Gilbert Keith CHESTERTON
(1874-1936)

Les paradoxes
de M. Pond

Gilbert Keith Chesterton (1874-1936) est un écrivain britannique et son œuvre fait preuve d’une grande diversité. Il connaît la célébrité, notamment, grâce à ses romans policiers mettant en scène un enquêteur peu commun, le père Brown, un ecclésiastique. Autre personnage avec Les paradoxes de M. Pond, un recueil de huit nouvelles dont le protagoniste principal, M. Pond, use de logique et de finesse. Il étonne son entourage en résolvant différentes énigmes. Il semble pérorer en commençant ou terminant un commentaire des faits, mais en réalité, il démêle un paradoxe. Cette façon de procéder exaspère même ses admirateurs.

Gilbert Keith Chesterton dresse, au long de ses nouvelles, un portrait gentiment humoristique de ses personnages, dessinant des silhouettes légèrement désuètes mais efficaces pour créer une ambiance "so british" et dont il était probablement imprégné au début de ce vingtième siècle. On peut appliquer à tous ses personnages ce qu’il dit à l’occasion de l’un d’eux : « Il véhiculait avec lui sa campagne anglaise dans une évocation indéfinissable de profondeur et d’enracinement, et ne pouvait parler de choses banales sans évoquer le temps qu’il faisait et l’heure du jour ou de la nuit. »

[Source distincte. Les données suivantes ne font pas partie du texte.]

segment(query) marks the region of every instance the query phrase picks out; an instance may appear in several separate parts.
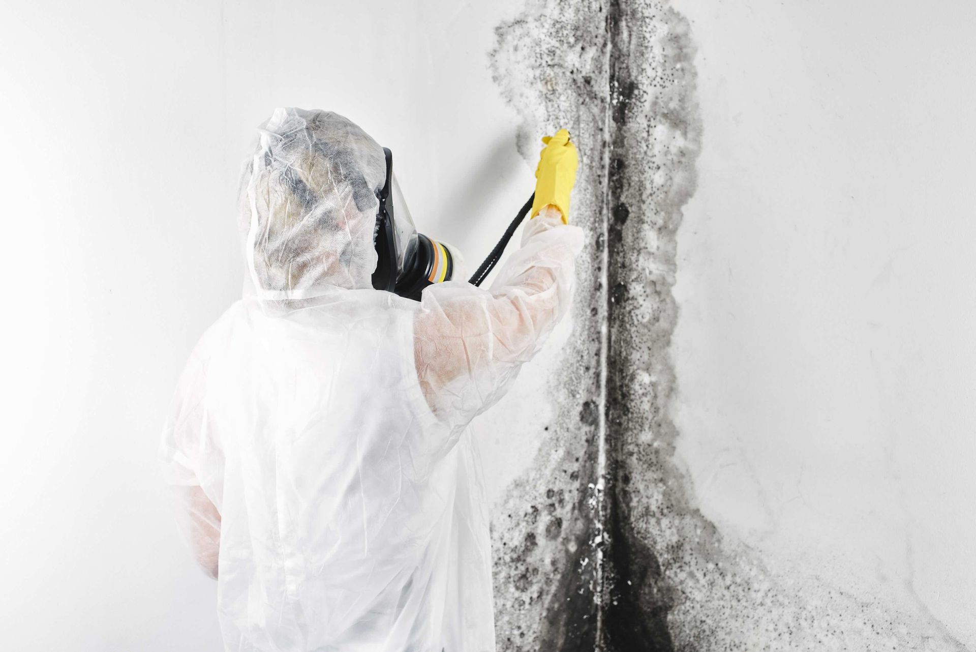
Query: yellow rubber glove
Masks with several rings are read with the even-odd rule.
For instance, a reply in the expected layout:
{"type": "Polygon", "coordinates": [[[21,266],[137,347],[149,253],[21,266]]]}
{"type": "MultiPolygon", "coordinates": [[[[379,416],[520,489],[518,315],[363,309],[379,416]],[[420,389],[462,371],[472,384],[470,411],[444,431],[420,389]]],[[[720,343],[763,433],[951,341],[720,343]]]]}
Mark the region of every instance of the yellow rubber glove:
{"type": "Polygon", "coordinates": [[[562,223],[569,224],[569,191],[576,183],[576,169],[580,157],[569,132],[560,129],[555,136],[543,138],[546,146],[539,154],[536,167],[536,199],[532,202],[532,217],[551,204],[562,213],[562,223]]]}

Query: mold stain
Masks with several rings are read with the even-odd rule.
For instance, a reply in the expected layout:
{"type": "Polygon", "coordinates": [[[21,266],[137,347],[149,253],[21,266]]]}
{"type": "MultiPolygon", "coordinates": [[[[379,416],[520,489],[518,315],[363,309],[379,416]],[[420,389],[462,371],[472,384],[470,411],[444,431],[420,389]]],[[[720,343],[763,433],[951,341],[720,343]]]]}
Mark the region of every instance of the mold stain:
{"type": "Polygon", "coordinates": [[[494,79],[538,137],[580,149],[574,334],[558,415],[493,514],[498,649],[962,650],[923,613],[770,570],[697,509],[675,460],[675,238],[702,127],[694,46],[661,0],[528,0],[494,79]]]}

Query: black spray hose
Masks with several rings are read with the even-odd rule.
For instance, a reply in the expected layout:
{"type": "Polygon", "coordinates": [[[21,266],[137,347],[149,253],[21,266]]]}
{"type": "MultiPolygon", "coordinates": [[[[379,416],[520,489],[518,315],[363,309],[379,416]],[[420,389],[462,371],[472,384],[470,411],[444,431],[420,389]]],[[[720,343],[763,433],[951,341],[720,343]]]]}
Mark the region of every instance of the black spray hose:
{"type": "Polygon", "coordinates": [[[481,264],[481,266],[474,272],[474,275],[468,279],[468,283],[471,285],[481,285],[481,281],[485,279],[485,276],[487,276],[491,270],[495,268],[499,259],[502,258],[502,254],[505,252],[505,247],[508,244],[508,240],[510,240],[511,236],[514,235],[515,229],[518,228],[518,224],[522,224],[522,220],[525,219],[525,215],[532,209],[532,202],[535,200],[536,193],[533,192],[532,196],[529,197],[529,200],[525,202],[525,206],[518,211],[518,215],[516,215],[515,219],[511,221],[510,224],[508,224],[508,228],[505,230],[505,235],[502,236],[502,239],[498,241],[495,248],[491,250],[490,254],[488,254],[488,258],[485,259],[485,262],[481,264]]]}

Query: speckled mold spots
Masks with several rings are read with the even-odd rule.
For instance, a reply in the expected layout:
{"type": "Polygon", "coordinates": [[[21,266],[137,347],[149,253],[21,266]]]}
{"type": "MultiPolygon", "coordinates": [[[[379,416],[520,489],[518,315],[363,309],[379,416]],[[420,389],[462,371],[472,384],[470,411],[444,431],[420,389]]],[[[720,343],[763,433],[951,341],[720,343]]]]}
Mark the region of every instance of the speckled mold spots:
{"type": "Polygon", "coordinates": [[[520,152],[567,127],[581,257],[560,409],[493,515],[498,648],[962,650],[927,614],[770,570],[696,507],[674,459],[675,234],[695,189],[694,47],[660,0],[528,0],[494,79],[520,152]]]}

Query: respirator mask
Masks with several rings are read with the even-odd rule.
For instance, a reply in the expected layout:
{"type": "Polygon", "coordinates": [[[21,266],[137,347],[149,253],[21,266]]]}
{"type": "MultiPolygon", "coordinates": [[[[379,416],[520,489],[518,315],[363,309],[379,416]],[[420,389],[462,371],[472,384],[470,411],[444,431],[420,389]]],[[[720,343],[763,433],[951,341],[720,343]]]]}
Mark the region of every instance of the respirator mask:
{"type": "MultiPolygon", "coordinates": [[[[420,301],[424,288],[451,280],[455,272],[455,255],[444,243],[417,232],[393,176],[393,154],[386,147],[383,148],[383,152],[386,157],[386,179],[383,188],[376,193],[380,208],[377,209],[376,225],[373,227],[373,245],[379,260],[373,272],[373,287],[420,301]]],[[[485,280],[501,260],[515,229],[528,215],[535,197],[532,193],[519,209],[502,239],[468,279],[468,283],[479,286],[485,280]]]]}
{"type": "Polygon", "coordinates": [[[386,178],[383,188],[376,193],[380,208],[373,228],[373,245],[379,260],[373,272],[373,287],[420,301],[427,286],[451,280],[454,256],[443,243],[417,232],[393,176],[393,155],[386,147],[383,152],[386,157],[386,178]]]}

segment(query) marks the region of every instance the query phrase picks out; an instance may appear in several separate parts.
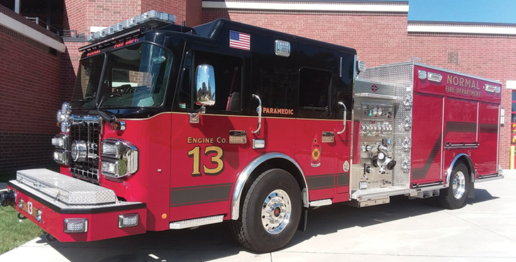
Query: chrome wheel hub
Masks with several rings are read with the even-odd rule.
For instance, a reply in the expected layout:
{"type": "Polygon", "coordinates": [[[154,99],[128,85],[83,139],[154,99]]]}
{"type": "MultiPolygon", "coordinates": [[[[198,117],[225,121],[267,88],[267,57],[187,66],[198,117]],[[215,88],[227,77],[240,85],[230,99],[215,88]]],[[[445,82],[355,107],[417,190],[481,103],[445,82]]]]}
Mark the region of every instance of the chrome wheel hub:
{"type": "Polygon", "coordinates": [[[466,177],[462,171],[457,171],[454,176],[454,181],[451,184],[451,189],[454,193],[454,197],[456,199],[462,198],[466,192],[466,177]]]}
{"type": "Polygon", "coordinates": [[[292,213],[290,198],[280,189],[271,192],[262,205],[262,224],[267,232],[279,234],[288,224],[292,213]]]}

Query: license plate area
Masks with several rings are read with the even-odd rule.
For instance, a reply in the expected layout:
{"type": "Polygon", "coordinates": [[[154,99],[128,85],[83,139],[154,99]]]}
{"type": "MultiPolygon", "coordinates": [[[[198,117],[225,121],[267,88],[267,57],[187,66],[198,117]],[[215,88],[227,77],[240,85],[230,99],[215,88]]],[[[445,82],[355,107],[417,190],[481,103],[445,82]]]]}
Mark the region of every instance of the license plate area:
{"type": "Polygon", "coordinates": [[[23,198],[20,197],[18,199],[18,208],[20,210],[20,212],[26,217],[33,217],[38,223],[41,222],[41,215],[43,215],[43,207],[40,205],[38,203],[31,201],[29,198],[23,200],[23,198]]]}

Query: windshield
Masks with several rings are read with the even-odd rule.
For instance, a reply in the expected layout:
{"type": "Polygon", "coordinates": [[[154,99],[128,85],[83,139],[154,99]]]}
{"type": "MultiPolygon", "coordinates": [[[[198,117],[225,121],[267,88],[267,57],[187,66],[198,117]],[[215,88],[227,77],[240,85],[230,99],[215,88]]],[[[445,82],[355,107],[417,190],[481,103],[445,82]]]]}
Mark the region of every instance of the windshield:
{"type": "Polygon", "coordinates": [[[104,59],[86,58],[80,63],[74,93],[75,103],[72,106],[94,108],[95,99],[90,97],[97,98],[101,108],[160,106],[165,101],[172,60],[168,52],[146,43],[111,51],[107,55],[104,79],[97,96],[101,75],[99,68],[101,68],[104,59]]]}
{"type": "Polygon", "coordinates": [[[79,63],[79,71],[71,102],[72,108],[92,108],[95,106],[104,58],[103,54],[82,59],[79,63]]]}

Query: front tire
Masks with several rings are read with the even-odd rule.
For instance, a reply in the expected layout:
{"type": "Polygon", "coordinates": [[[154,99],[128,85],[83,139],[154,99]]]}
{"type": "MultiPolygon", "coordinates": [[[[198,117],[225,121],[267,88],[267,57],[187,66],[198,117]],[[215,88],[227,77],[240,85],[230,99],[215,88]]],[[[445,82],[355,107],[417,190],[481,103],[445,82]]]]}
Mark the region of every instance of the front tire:
{"type": "Polygon", "coordinates": [[[466,205],[470,190],[468,168],[463,163],[459,162],[454,166],[451,176],[448,188],[441,190],[439,202],[443,207],[459,209],[466,205]]]}
{"type": "Polygon", "coordinates": [[[243,246],[266,253],[290,241],[300,222],[301,191],[297,181],[282,169],[270,169],[254,181],[246,195],[240,217],[231,232],[243,246]]]}

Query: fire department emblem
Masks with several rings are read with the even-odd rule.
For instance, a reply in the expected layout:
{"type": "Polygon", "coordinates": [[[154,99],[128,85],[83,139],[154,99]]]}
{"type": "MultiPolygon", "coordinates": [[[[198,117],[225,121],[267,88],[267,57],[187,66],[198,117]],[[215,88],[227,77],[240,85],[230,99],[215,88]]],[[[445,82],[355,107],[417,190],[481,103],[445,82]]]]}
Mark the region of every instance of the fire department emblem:
{"type": "Polygon", "coordinates": [[[347,172],[349,171],[349,162],[348,161],[345,161],[344,164],[342,164],[342,169],[344,170],[344,172],[347,172]]]}
{"type": "Polygon", "coordinates": [[[314,139],[314,143],[312,144],[312,167],[319,167],[321,166],[321,144],[317,142],[317,139],[314,139]]]}

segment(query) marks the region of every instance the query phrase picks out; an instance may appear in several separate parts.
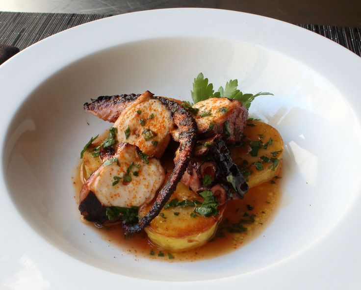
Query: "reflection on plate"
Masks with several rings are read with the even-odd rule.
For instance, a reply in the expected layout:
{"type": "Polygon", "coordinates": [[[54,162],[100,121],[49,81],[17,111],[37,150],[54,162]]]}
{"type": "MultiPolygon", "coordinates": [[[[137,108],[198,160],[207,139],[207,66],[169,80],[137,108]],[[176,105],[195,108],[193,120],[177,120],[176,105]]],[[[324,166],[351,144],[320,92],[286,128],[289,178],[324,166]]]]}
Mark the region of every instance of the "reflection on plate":
{"type": "MultiPolygon", "coordinates": [[[[361,160],[355,152],[361,145],[356,100],[361,90],[354,73],[361,68],[356,55],[301,28],[208,9],[121,15],[26,50],[0,67],[2,90],[11,96],[4,98],[7,109],[1,116],[0,214],[11,221],[0,241],[0,263],[7,269],[1,283],[13,287],[32,277],[39,288],[93,289],[121,277],[123,285],[161,289],[166,284],[151,280],[223,278],[204,283],[210,289],[240,284],[257,289],[278,285],[267,279],[271,277],[304,287],[305,275],[319,278],[313,285],[323,286],[346,277],[359,281],[347,257],[358,250],[361,234],[342,231],[345,225],[356,227],[360,215],[355,207],[361,160]],[[60,47],[66,43],[73,46],[65,55],[60,47]],[[45,47],[56,57],[44,55],[45,47]],[[331,65],[328,57],[340,60],[331,65]],[[74,160],[83,140],[108,125],[79,104],[100,95],[145,89],[190,100],[189,84],[199,71],[214,82],[235,77],[243,90],[274,94],[256,99],[250,114],[277,128],[284,138],[282,205],[263,234],[237,251],[164,267],[108,247],[79,220],[68,181],[74,160]],[[326,279],[328,272],[339,276],[326,279]],[[57,285],[57,275],[63,280],[57,285]]],[[[355,260],[360,256],[353,254],[355,260]]]]}

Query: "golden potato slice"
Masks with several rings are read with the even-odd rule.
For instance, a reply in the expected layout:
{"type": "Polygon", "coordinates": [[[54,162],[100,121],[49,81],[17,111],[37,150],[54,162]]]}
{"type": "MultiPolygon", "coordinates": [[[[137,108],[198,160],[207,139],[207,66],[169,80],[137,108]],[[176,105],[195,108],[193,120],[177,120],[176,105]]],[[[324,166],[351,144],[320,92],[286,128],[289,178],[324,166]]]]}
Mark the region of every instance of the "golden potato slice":
{"type": "MultiPolygon", "coordinates": [[[[187,200],[202,203],[203,201],[202,197],[180,183],[169,200],[175,199],[180,202],[187,200]]],[[[145,215],[150,207],[149,205],[141,209],[140,217],[145,215]]],[[[195,214],[194,207],[167,207],[166,205],[166,208],[163,208],[145,228],[152,242],[172,252],[187,250],[206,243],[214,235],[218,222],[222,219],[225,206],[220,207],[219,214],[209,217],[195,214]]]]}
{"type": "Polygon", "coordinates": [[[259,121],[248,121],[244,134],[243,144],[232,148],[231,153],[252,187],[279,173],[284,142],[277,130],[259,121]]]}

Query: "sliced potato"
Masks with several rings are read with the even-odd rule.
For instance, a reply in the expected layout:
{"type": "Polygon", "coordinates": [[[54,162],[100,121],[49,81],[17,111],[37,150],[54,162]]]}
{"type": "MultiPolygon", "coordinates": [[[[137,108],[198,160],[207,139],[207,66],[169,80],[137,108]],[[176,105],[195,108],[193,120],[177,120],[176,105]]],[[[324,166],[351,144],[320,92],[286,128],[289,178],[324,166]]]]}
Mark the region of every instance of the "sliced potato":
{"type": "Polygon", "coordinates": [[[273,127],[259,121],[248,121],[244,144],[231,150],[233,160],[250,187],[269,181],[280,172],[284,142],[273,127]]]}
{"type": "MultiPolygon", "coordinates": [[[[176,198],[180,201],[203,201],[201,196],[180,183],[169,200],[176,198]]],[[[139,211],[140,217],[145,215],[150,207],[149,205],[142,208],[139,211]]],[[[195,216],[194,206],[163,208],[145,228],[145,231],[152,242],[173,252],[199,247],[214,235],[225,208],[224,206],[220,208],[219,215],[209,217],[199,214],[195,216]]]]}

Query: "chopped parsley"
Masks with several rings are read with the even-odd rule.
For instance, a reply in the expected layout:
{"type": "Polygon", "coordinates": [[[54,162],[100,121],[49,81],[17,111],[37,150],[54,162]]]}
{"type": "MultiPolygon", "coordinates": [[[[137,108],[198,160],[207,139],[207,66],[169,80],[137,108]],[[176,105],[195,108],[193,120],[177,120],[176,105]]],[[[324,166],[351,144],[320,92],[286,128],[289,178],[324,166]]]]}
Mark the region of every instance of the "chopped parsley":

Pond travaille au service du gouvernement, assure une tâche de fonctionnaire. Si son job est banal, son physique l’est moins et produit un effet étrange. Il apparaît sous les traits d’un hibou mais le plus souvent sous ceux d’un poisson, « sa bouche esquissa même passagèrement le mouvement que certains trouvaient si ichtyomorphe ». Il est barbu, de petite taille, très courtois, héritier du style de Gibbon, Buttler ou de Burke, aimant discourir, décevant ainsi certains publics le considérant comme un raseur : « "Dans la nature, il faut aller très bas pour trouver des choses qui aillent si haut". Les collectionneurs mettaient communément cette formule au nombre des paradoxes de M. Pond. Placée à la fin d’une dissertation un rien fastidieuse et profondément sensée, elle n’avait en effet aucun sens ». Et pourtant, c’est à partir de ce type formule qu’il résout les affaires inexpliquées, affirmant par ailleurs n’avoir jamais, de sa vie, énoncé de paradoxe mais n’avoir dit que des truismes.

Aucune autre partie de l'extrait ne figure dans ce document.